NASA announces progress on quieter supersonic X-plane

NASA has announced the successful completion of the preliminary design review (PDR) of its Quiet Supersonic Transport (QueSST) aircraft project.

NASA has completed the preliminary design review (PDR) of its Quiet Supersonic Transport or QueSST aircraft design. QueSST is the initial design stage of NASA’s planned Low Boom Flight Demonstration (LBFD) experimental airplane.

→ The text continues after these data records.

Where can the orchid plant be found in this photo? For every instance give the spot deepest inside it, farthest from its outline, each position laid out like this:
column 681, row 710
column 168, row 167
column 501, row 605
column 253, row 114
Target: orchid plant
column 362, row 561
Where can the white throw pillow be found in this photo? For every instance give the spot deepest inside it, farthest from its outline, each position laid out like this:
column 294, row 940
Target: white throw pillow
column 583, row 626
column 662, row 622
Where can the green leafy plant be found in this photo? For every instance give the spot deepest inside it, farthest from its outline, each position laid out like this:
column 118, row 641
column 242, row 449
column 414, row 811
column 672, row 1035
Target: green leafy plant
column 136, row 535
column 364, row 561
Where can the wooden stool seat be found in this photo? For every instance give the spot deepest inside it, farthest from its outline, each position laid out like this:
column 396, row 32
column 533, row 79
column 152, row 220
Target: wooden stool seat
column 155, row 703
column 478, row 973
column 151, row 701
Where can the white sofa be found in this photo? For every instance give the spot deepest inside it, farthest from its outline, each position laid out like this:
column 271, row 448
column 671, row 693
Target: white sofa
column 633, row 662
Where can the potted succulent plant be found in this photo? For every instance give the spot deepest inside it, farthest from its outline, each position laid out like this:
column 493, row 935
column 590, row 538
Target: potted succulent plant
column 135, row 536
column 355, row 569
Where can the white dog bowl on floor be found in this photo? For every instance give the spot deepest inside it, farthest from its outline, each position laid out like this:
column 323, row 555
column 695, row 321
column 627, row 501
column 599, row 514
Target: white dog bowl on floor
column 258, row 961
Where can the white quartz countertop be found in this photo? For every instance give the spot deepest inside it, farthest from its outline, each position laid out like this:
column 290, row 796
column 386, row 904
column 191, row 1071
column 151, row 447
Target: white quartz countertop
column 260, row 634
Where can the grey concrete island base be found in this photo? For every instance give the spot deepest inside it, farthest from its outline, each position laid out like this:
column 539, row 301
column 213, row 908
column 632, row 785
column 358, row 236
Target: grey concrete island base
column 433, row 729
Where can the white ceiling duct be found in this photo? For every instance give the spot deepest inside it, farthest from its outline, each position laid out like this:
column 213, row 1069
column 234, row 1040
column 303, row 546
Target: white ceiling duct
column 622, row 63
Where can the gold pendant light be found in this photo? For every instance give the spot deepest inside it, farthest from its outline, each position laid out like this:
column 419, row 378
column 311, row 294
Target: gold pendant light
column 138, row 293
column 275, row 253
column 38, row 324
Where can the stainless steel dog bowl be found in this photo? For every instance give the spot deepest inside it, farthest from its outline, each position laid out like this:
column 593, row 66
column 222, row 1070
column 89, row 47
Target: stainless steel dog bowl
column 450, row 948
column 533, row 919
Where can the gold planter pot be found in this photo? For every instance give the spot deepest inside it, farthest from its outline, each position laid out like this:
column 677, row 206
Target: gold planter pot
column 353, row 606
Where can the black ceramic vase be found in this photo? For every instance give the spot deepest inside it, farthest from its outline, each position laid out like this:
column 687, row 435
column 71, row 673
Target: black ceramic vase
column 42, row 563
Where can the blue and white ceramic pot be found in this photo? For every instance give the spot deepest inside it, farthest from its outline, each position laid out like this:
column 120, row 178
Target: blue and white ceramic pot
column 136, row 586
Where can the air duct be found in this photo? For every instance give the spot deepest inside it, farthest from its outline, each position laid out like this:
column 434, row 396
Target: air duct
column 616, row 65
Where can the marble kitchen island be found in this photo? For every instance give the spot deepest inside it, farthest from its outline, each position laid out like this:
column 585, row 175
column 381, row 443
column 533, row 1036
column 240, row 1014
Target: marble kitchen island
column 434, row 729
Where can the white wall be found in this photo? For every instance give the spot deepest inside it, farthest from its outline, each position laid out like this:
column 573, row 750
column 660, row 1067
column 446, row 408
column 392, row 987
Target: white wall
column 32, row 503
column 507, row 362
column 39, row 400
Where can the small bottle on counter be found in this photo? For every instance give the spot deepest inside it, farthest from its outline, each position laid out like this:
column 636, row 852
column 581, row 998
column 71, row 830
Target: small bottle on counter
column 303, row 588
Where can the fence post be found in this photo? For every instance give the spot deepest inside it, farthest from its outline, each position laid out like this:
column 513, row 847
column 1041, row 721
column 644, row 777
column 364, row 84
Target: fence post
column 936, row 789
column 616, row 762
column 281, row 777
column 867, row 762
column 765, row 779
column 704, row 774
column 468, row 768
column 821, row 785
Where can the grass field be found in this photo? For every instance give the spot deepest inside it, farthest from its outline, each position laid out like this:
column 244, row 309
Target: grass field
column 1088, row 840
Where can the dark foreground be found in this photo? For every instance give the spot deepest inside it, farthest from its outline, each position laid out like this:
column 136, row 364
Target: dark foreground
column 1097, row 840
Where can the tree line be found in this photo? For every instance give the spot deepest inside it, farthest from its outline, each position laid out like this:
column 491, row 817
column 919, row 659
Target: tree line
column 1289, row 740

Senior experts and engineers from NASA and Lockheed Martin concluded that the QueSST design is capable of fulfilling the LBFD aircraft’s mission objectives, which are to fly at supersonic speeds, but create a soft “thump” instead of the disruptive sonic boom associated with supersonic flight today. The LBFD X-plane will be flown over communities to collect data necessary for regulators to enable supersonic flight over land in the United States and elsewhere in the world.

NASA partnered with Lockheed Martin in February 2016 for the QueSST preliminary design. Last month, a scale model of the QueSST design completed testing in the 8-by 6-foot supersonic wind tunnel at NASA’s Glenn Research Center in Cleveland.

Following the PDR, NASA’s project team will start the process of soliciting proposals later this year and awarding a contract early next year to build the piloted, single-engine X-plane.

The acquisition for the LBFD X-plane contract will be fully open and competitive, with the QueSST preliminary design data being made available to qualified bidders. Flight testing of an LBFD X-plane could begin as early as 2021.

Over the next few months, NASA will work with Lockheed on finalizing the QueSST preliminary design effort. This includes a static inlet performance test and a low-speed wind tunnel test at NASA’s Langley Research Center in Hampton, Va.